Ross D. Franklin, Associated Press
In this Friday, Aug. 1, 2014 file photo, Chris Deschene addresses the audience at the Navajo Nation presidential candidate debate in Tempe, Ariz.

FLAGSTAFF, Ariz. — Funding for the long-delayed Navajo presidential election took a back seat Friday to a provision that would allow voters to decide whether candidates can speak and understand the tribe's language well enough to hold the office.

Navajo language fluency has loomed over the election ever since Chris Deschene was disqualified last year for failing to prove he met the requirement for the tribe's top elected post. A bill approved by the Navajo Nation Council in a special session could remove that requirement through a reservation-wide vote that hasn't been scheduled.

The tribe's election office requested nearly $318,000 to conduct a general election for the presidency, featuring Joe Shirley Jr. and Russell Begaye as ordered by the Navajo Nation Supreme Court in the most recent election case. Under the bill, the referendum vote gets first priority for funding.
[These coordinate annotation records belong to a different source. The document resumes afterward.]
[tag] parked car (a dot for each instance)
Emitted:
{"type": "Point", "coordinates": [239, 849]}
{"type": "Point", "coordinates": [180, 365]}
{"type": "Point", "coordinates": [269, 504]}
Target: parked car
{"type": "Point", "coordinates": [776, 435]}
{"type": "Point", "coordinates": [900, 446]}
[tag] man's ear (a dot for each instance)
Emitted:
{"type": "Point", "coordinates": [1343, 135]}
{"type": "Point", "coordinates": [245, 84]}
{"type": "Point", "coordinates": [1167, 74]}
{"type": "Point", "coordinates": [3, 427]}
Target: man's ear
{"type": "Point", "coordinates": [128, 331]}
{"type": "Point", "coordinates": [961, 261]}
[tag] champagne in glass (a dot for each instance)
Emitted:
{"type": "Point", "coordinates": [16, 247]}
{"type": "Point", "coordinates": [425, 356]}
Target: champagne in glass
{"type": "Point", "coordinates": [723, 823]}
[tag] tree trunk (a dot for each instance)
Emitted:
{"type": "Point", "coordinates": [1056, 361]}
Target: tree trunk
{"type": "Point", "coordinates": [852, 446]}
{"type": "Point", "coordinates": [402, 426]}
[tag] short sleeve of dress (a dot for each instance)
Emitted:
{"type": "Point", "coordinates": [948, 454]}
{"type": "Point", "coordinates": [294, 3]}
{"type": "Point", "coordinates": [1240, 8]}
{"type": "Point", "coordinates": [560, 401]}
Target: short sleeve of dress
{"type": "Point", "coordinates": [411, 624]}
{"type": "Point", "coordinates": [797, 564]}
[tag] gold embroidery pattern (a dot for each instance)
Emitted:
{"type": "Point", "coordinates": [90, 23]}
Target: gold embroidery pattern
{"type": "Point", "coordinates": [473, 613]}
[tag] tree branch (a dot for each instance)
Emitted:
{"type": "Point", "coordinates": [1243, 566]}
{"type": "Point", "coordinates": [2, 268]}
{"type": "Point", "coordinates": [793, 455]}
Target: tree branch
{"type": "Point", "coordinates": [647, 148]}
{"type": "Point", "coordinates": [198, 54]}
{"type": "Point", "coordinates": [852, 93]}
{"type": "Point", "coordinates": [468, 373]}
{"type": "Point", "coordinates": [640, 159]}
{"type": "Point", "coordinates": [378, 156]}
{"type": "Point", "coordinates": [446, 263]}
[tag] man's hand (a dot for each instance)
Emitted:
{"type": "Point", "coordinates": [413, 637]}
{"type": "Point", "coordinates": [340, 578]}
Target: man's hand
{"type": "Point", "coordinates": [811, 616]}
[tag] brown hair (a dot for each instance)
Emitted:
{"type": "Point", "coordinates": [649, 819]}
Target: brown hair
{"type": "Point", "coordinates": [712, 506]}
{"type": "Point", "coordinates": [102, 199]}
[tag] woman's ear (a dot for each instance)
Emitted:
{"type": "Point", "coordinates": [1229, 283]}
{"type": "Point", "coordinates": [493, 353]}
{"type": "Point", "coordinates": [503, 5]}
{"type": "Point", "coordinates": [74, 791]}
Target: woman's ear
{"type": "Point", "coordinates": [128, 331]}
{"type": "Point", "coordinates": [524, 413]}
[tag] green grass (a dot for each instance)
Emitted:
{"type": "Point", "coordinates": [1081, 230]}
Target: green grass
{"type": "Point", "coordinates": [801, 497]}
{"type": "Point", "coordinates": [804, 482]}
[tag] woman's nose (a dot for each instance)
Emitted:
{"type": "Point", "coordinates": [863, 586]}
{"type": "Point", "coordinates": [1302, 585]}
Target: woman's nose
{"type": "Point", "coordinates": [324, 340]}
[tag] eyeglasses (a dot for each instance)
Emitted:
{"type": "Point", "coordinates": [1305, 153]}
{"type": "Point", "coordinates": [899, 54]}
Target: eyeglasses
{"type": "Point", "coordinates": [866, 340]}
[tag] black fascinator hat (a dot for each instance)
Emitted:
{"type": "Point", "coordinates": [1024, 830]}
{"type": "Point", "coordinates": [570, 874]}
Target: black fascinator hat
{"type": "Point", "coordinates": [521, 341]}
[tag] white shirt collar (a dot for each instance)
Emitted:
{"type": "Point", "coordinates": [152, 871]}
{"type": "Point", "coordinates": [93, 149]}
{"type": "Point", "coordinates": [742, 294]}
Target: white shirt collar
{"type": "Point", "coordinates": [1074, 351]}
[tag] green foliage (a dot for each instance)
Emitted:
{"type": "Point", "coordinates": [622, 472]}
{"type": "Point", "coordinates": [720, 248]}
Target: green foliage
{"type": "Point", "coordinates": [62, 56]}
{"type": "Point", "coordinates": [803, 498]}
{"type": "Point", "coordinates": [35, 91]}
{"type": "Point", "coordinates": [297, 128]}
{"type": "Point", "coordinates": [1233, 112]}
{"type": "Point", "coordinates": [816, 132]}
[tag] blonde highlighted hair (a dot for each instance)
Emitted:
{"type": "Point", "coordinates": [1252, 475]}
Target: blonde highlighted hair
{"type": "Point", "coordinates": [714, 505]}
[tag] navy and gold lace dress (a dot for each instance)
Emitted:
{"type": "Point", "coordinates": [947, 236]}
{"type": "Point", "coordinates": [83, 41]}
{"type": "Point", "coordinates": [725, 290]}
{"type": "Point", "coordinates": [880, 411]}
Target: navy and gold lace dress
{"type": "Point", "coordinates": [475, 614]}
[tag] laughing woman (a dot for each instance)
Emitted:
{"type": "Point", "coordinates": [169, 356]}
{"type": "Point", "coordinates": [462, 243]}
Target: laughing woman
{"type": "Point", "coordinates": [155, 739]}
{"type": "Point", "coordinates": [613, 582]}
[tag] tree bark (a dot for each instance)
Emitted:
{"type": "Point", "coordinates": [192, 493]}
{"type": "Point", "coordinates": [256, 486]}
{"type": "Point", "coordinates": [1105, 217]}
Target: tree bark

It now goes to President Ben Shelly, who said late Friday "let the people vote" on the referendum.

Elections director Edison Wauneka told the council he would move forward with the April 21 general election using his office's operational funds if needed and regardless of what the council decided. His stance wasn't welcomed by council delegates who reminded him that the tribe's high court didn't order them to fund the election, only to consider funding it.

The election office said a staff meeting was planned Monday to further discuss the council's action.

Delegate Leonard Tsosie shepherded the amendment for the referendum vote through the council. He said allowing Navajos to weigh in is the best way to settle the language fluency question and complaints of voter disenfranchisement.

"The people will guide us on how to resolve this thing," Tsosie said. "There's no pending emergency with respect to the office of the president."

Delegate Dwight Witherspoon, who sponsored the funding bill and urged lawmakers to approve it in its original form, said he views the situation differently.

"Their vote counted and counted for their candidate," he said. "However, their candidate was disqualified. We need to differentiate between the right to vote and the right to vote for a particular candidate."

The exact language of the ballot measure hasn't been decided. Tsosie said he anticipated the vote would be held within the next couple of months.